Quietly Subversive: A Review of “Laura Myntti: New Work” at Epiphany Center for the Arts

June 2, 2023 – July 15, 2023

Do artists ask too much of their art? The question came to mind during my recent visit to the Laura Myntti exhibit at Epiphany Center.

Step inside most contemporary art spaces and you’ll find artists (and curators) asserting the work on display interrogates weighty social issues, such as entrenched power structures. Too often, the artwork falls short of its aspirations. This is not a criticism of the work so much as recognition that societal challenges are complex and intractable.

Myntti makes no similarly ambitious claims with her latest body of work, opting instead to probe the Modernist landscape canon via Milton Avery and the Finnish artist Akseli Gallen-Kallela, both of whose shapes, colors and methods of paint application she references liberally. The project feels quixotic but also quietly subversive.

Places Myntti has lived or frequently visited are the subject matter of her paintings: Alaska, Idaho, Salt Lake and the northern woods of Minnesota and Wisconsin. “Chippewa River Flowage (No. 6),” for example, shows a stretch of the Wisconsin river at twilight. The sky’s yellow-orange hues repeat in the placid waters, while black and gray-green trees line the riverbanks in successive, vertical brushstrokes that bisect the work. Collectively, the paintings pay homage to the places that hold meaning at different stages of her life: as a child, young adult, mother.

Myntti is a painter’s painter who prompts respect (and envy) in anyone who has tried putting pigment on canvas. She applies her paint in confident, energetic strokes. Her marks are most interesting when viewed from a middle distance, where they hover between material and image. It is from that vantage point that one can best assess whether the artist has achieved her stated goal: generating maximal impact with minimal marks, an endeavor she describes as “terrifying work.”

Myntti’s frugal mark-making stands in contrast to her discordant palette. Pastels, earth tones and chalky whites jostle with synthetic and industrial hues, setting aside the harmony of Avery’s or Gallen-Kallela’s palette in favor of dissonance. Her marks appear to levitate off her beige linen surfaces, creating a strange sense of augmented reality. “After Milton Avery (No. 7),” with its web of radioactive red lines snaking past a blanched waterfall toward a phosphorescent pink sky, typifies this effect.

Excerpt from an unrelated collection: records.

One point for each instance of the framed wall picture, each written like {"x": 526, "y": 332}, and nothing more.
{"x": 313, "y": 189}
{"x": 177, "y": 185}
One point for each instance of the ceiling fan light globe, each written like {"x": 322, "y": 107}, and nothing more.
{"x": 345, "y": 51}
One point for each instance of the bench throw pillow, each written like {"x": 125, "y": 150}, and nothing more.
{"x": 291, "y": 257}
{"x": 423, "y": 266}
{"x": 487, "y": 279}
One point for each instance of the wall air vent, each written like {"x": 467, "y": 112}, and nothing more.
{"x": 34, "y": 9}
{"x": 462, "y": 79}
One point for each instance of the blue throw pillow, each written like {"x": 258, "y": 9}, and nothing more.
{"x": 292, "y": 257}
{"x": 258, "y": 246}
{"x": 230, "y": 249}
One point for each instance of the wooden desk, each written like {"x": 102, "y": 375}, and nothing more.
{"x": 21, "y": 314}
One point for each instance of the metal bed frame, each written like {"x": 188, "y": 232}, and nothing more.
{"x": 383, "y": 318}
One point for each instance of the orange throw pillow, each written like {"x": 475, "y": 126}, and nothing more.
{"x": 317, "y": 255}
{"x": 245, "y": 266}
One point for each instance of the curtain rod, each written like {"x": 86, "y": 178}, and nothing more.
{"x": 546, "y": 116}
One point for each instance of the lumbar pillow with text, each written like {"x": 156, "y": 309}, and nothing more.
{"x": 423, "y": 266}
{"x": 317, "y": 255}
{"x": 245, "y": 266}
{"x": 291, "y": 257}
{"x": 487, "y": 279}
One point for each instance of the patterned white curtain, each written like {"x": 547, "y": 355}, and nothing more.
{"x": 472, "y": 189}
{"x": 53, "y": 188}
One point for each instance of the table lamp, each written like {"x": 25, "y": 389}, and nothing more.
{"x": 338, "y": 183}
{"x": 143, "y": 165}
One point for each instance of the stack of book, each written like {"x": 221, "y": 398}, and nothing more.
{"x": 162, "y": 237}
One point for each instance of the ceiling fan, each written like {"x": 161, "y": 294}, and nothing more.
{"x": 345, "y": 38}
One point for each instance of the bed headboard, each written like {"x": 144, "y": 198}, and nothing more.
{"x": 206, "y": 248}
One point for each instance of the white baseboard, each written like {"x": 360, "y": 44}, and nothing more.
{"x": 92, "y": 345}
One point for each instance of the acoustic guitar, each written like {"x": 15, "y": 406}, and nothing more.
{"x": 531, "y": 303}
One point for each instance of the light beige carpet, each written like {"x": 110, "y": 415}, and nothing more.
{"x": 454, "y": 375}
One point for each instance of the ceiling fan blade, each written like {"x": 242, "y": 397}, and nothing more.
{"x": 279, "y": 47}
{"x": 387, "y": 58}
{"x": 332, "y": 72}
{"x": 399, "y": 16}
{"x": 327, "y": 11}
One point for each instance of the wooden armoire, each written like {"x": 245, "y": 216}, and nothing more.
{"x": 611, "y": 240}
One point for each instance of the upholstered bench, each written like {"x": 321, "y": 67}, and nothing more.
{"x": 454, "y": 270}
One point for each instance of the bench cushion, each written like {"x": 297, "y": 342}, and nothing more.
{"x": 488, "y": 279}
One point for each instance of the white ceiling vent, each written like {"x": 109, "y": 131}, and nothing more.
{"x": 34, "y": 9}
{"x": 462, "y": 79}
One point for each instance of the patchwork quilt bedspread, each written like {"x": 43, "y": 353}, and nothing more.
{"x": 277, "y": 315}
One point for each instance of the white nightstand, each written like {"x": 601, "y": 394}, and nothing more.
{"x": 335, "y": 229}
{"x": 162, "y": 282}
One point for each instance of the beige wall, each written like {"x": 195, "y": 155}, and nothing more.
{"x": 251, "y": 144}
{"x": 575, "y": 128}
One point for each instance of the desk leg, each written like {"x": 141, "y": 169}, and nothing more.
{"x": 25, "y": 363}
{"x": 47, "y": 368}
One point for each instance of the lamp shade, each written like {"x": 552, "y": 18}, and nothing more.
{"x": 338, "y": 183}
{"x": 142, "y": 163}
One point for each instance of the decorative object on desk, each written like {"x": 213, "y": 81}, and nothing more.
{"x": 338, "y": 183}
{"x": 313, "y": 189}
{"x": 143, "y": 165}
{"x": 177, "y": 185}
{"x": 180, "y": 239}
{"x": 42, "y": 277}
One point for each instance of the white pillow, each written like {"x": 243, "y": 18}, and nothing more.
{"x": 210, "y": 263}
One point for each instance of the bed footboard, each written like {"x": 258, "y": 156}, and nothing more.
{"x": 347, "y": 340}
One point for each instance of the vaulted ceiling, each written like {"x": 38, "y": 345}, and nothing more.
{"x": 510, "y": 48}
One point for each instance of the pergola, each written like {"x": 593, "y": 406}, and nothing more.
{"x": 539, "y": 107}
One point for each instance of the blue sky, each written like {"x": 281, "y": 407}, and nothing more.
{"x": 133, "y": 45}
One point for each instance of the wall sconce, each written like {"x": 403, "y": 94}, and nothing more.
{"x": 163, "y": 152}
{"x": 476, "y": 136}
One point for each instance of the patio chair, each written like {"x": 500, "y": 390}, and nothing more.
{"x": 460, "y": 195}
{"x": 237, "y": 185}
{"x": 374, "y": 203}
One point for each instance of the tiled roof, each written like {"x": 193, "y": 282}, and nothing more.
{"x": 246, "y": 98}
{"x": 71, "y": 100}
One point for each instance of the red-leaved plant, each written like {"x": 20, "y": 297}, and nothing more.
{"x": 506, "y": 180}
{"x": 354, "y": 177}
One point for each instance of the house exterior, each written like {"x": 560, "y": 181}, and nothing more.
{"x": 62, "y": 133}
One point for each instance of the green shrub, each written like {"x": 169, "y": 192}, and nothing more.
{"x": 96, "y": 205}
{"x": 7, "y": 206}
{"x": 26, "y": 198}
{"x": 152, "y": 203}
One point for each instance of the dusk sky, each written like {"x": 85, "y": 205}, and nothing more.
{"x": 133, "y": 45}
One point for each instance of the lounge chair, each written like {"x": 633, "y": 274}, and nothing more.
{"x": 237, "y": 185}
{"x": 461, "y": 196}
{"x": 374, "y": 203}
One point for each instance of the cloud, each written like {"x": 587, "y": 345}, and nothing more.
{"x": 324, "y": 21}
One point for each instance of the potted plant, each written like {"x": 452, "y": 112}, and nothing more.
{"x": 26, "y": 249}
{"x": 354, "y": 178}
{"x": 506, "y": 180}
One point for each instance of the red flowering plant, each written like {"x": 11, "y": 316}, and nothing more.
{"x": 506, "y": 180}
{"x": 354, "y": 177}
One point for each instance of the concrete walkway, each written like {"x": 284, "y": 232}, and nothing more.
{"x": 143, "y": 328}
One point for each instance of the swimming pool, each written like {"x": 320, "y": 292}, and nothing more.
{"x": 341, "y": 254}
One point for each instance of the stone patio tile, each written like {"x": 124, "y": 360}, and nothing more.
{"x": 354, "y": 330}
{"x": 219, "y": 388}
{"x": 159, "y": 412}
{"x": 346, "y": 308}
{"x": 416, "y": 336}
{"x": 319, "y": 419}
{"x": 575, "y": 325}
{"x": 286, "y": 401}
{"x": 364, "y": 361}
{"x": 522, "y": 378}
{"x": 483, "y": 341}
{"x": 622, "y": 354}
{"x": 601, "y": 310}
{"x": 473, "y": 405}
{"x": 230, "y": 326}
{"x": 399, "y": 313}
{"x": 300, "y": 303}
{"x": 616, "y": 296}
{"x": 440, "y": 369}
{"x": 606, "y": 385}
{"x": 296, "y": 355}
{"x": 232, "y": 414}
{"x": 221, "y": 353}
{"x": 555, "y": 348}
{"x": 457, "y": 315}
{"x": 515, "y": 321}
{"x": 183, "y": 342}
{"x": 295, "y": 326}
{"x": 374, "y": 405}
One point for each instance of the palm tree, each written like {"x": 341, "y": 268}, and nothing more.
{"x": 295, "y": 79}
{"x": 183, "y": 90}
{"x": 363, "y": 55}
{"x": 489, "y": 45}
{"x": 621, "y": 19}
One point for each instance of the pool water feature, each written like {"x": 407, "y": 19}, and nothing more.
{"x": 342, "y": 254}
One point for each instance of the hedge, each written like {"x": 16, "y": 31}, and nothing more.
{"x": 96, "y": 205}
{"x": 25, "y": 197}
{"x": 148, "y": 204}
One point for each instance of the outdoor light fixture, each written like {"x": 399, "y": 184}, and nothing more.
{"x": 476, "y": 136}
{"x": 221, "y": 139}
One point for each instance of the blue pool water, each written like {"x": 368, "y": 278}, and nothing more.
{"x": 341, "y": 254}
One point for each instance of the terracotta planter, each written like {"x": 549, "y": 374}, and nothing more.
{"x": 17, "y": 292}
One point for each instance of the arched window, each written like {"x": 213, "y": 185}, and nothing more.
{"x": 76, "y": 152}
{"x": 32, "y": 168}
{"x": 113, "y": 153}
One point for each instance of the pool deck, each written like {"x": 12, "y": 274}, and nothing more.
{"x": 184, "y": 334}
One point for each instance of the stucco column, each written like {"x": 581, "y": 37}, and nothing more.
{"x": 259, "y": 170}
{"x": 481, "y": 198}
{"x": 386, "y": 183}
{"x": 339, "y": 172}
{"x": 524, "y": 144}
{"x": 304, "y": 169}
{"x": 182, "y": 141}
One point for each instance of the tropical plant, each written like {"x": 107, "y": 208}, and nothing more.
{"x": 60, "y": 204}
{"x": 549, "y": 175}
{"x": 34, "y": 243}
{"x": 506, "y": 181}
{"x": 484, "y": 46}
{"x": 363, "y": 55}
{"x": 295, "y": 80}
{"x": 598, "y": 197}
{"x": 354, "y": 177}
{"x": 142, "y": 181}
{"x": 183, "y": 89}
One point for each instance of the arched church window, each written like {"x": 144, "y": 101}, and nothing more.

It is Myntti’s color choices, and her willingness to jolt lyrical passages with atonality, that move her project beyond technical showmanship and situate it in a contemporary context. Disquiet lurks in her palette, possibly a reaction to the anthropogenic effects that permeate even our most remote and beloved landscapes.

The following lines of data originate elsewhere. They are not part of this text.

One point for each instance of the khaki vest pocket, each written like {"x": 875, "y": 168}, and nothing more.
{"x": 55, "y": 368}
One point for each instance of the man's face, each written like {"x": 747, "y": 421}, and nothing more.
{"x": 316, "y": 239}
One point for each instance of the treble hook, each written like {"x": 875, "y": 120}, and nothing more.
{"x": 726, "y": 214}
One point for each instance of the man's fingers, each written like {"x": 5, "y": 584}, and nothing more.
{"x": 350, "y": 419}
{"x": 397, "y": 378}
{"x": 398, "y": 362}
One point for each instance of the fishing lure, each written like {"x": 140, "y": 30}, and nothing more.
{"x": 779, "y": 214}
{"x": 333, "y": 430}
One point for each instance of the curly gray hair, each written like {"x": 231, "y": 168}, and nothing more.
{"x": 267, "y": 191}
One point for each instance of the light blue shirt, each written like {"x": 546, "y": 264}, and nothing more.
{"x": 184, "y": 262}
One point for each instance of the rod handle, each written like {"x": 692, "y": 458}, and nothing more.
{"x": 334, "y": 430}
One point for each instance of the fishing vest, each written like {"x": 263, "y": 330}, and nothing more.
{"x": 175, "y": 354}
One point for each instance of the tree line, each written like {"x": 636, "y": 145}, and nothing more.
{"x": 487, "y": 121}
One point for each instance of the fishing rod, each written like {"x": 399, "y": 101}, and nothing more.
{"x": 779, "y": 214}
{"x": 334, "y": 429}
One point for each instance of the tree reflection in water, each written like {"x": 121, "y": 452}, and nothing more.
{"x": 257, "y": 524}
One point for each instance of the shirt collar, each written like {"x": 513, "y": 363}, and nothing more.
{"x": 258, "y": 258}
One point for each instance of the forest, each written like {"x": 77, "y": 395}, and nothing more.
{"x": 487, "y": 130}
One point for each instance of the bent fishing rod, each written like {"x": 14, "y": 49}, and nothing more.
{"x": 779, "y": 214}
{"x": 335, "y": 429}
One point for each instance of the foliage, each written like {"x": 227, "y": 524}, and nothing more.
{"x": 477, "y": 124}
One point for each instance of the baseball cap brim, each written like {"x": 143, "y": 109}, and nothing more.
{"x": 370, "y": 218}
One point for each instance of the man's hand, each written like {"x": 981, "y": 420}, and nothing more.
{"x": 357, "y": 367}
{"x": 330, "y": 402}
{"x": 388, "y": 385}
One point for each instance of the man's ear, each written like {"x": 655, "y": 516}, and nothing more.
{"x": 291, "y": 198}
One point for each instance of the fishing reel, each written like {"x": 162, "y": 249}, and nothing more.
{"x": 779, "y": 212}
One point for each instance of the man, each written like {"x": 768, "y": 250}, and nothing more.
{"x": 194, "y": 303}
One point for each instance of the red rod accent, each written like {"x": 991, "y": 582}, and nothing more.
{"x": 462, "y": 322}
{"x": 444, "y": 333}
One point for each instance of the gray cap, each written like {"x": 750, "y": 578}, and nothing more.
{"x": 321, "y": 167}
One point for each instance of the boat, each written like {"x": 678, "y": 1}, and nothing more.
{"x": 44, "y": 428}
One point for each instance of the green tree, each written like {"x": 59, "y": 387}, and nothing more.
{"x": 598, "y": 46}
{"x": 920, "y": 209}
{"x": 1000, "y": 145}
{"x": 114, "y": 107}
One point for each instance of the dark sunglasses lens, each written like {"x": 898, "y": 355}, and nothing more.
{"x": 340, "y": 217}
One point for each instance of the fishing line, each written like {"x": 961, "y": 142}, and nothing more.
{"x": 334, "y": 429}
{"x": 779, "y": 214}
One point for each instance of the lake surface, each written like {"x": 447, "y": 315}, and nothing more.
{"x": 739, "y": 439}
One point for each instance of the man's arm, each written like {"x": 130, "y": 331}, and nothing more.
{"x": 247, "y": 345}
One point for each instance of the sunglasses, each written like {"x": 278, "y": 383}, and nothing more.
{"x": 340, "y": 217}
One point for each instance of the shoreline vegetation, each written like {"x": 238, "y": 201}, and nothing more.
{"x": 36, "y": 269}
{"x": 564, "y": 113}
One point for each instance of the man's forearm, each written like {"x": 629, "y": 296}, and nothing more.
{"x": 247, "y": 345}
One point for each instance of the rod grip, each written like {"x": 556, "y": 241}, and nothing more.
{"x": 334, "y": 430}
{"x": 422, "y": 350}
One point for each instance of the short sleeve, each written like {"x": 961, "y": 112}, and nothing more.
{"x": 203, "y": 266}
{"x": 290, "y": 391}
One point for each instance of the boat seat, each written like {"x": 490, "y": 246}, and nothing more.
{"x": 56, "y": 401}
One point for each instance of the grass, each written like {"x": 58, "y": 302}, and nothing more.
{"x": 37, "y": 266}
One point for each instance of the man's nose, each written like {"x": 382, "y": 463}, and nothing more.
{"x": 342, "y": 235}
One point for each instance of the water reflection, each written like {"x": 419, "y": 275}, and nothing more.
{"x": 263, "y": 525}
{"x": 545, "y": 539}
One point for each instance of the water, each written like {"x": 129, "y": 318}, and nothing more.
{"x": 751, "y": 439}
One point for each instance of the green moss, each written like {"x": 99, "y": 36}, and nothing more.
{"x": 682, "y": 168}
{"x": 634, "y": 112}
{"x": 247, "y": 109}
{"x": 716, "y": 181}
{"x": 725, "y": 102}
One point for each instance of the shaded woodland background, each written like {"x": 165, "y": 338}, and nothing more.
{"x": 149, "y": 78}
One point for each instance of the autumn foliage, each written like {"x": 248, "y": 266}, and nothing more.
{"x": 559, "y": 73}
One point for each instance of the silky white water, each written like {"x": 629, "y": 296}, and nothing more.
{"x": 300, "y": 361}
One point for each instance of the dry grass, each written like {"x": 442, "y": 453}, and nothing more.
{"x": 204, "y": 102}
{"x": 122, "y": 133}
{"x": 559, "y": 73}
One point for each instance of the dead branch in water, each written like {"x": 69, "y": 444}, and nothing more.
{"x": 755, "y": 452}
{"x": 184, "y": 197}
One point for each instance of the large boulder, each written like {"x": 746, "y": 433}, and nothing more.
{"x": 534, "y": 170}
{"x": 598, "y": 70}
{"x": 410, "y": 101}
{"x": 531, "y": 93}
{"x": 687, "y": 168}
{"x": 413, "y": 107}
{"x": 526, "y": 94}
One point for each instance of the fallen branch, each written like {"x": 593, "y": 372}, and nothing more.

Myntti doesn’t speak to any of this in her statement, so is the read valid? Or does my interpretation come from living in a chronic state of environmental anxiety—amplified this month by the raging Canadian wildfires that have turned our skies a pallid yellow like that in some of Myntti’s paintings?

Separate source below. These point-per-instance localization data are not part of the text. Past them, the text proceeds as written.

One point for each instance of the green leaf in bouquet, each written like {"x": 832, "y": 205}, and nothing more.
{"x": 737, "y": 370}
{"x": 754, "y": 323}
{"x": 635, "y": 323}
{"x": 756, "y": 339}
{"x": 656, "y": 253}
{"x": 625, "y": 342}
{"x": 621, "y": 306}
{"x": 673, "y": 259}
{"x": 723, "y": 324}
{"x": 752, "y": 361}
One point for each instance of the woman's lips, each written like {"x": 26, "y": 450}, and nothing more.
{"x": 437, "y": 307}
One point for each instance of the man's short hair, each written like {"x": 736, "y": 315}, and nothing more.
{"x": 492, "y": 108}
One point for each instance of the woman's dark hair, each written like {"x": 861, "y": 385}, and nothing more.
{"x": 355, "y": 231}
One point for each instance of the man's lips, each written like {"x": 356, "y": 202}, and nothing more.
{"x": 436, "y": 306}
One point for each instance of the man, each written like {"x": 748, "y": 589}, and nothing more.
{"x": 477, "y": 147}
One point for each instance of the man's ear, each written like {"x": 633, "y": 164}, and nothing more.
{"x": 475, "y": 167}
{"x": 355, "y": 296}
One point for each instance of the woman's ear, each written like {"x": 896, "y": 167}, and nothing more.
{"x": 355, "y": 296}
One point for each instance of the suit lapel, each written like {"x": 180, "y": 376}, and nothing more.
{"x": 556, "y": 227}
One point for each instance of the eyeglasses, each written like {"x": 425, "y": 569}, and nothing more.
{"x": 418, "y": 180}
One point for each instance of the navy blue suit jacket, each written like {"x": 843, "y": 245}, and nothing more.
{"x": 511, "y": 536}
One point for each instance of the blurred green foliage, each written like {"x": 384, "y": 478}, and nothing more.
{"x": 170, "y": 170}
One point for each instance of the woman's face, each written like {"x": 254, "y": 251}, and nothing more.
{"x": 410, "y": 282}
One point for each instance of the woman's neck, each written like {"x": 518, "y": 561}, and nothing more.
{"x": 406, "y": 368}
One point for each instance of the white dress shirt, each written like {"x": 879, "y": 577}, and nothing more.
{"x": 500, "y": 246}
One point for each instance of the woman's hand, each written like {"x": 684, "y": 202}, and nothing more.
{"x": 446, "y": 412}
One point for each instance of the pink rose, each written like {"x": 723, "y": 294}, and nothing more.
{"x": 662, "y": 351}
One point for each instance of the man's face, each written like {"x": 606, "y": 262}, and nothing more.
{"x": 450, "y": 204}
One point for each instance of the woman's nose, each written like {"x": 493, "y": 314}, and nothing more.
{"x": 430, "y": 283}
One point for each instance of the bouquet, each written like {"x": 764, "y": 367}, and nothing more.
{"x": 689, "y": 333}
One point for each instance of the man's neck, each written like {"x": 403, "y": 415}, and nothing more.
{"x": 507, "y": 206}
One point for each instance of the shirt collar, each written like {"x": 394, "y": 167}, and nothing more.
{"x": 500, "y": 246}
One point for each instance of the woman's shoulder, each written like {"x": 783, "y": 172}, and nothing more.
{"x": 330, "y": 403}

Not everything is perfect about this show. There are too many works installed too close together. Some would benefit from a boost in size; others begin to list from aimless mark-making. But I give Myntti credit for embracing what she loves—landscape painting—when much of the art world has moved on. I also appreciate her decision to resist boxing in her works. Given our penchant for obsessively curating even mundane moments, it takes courage to relinquish control of your narrative. That, too, is terrifying work.